Databricks' coSTAR for AI Agents

Databricks details its coSTAR methodology for rapidly and safely deploying AI agents, addressing key testing challenges.

3 min read
Diagram illustrating the Databricks coSTAR framework with two coupled STAR loops.
Image credit: StartupHub.ai

Shipping complex AI agents without introducing regressions is a significant engineering challenge. Imagine a coding assistant refactoring your codebase without a robust test suite; it's a recipe for disaster. Databricks, a leader in unified data analytics and AI, has detailed its approach to tackling this problem with a system called coSTAR (coupled Scenario, Trace, Assess, Refine). This methodology is crucial for iterating quickly on AI agents that perform tasks ranging from developing new platform features to automating internal engineering workflows, as outlined in their blog post.

The core issue Databricks faced was the inherent difficulty in testing AI agents.
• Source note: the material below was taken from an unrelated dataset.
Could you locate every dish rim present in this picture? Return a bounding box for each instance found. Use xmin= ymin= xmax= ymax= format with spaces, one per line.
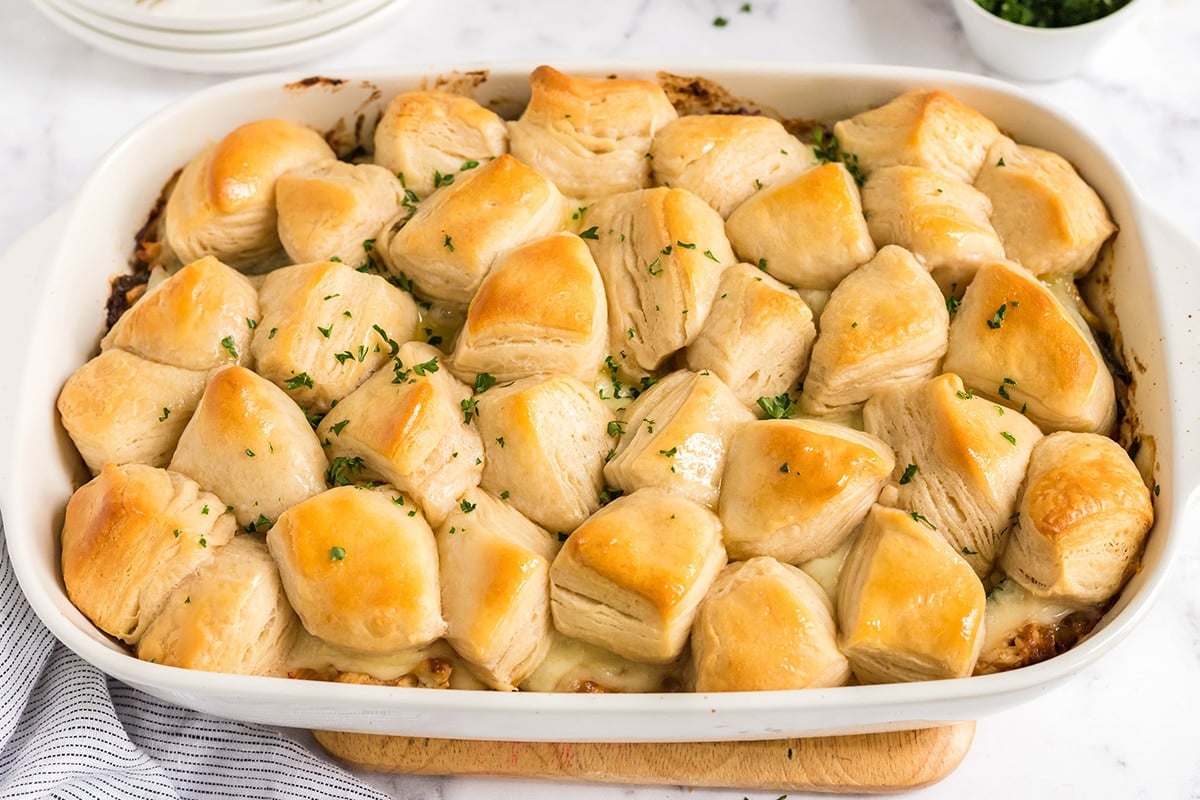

Unlike deterministic software, agent outputs can be non-deterministic, feedback loops are slow, errors can cascade, and judging output quality is often subjective. These factors make traditional testing methods inadequate. Databricks AI Agents, like many advanced AI systems, require a new paradigm for validation.

The coSTAR Framework

coSTAR mirrors the familiar software development lifecycle but adapts it for AI agents. It employs two coupled loops: one that aligns AI 'judges' with human expert assessments, and another that uses these trusted judges to automatically refine the agent's performance against predefined scenarios. This creates a robust system for continuous integration and deployment.

Scenario Definitions: The Test Fixtures

At the foundation of coSTAR are scenario definitions. These structured descriptions act as test fixtures, outlining the initial state, user prompts, and expected outcomes for an agent. By creating a comprehensive suite of scenarios covering common, edge, and failure cases, Databricks ensures that agent development is deliberate and that scenarios are reusable across different agent versions.
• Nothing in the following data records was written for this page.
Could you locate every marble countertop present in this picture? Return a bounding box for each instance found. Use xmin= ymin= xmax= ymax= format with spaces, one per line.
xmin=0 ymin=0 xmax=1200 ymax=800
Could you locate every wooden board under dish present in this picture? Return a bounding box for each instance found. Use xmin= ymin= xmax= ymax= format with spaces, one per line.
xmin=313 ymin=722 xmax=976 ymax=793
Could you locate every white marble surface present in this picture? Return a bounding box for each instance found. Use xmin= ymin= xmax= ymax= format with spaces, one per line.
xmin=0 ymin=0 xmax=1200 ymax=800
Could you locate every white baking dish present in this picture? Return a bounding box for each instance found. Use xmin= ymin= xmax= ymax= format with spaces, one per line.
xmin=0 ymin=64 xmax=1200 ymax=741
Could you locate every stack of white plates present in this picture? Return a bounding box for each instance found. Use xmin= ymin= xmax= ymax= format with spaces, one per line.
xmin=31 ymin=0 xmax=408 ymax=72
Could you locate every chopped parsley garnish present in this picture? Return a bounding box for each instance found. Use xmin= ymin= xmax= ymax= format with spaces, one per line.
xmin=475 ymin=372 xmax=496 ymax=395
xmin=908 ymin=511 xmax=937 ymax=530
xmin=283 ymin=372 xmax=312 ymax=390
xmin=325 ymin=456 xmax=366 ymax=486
Trace Capture: The Flight Recorder

Every agent execution under coSTAR generates an MLflow trace. This detailed log captures every tool call, intermediate output, and artifact produced by the agent. Decoupling execution from scoring allows for efficient re-evaluation of traces as judges are refined, enabling faster iteration without costly re-runs.

Assess with Judges: Evaluating Performance

Judges, often implemented as specialized AI agents themselves, analyze these traces. They evaluate specific properties of the agent's execution, moving beyond simple pass/fail assertions. These judges can perform deterministic checks like code syntax validation or output schema verification, as well as subjective assessments of code quality or adherence to best practices. This approach is vital for the contextual understanding required by modern data agents.

Testing the Tests: Judge Alignment

A critical component of coSTAR is judge alignment. This process ensures that the AI judges accurately reflect human expert judgment. By comparing judge assessments against human-scored traces, Databricks continuously refines the judges, building confidence that the automated evaluations are reliable. This addresses the 'flaky test' problem common in traditional software development and is essential for the safe deployment of Databricks AI Agents.

The methodology also incorporates operational metrics like token usage and latency as early warning signals, even when functional judges pass. This holistic approach allows Databricks to ship AI agents rapidly and reliably, pushing the boundaries of AI agent development.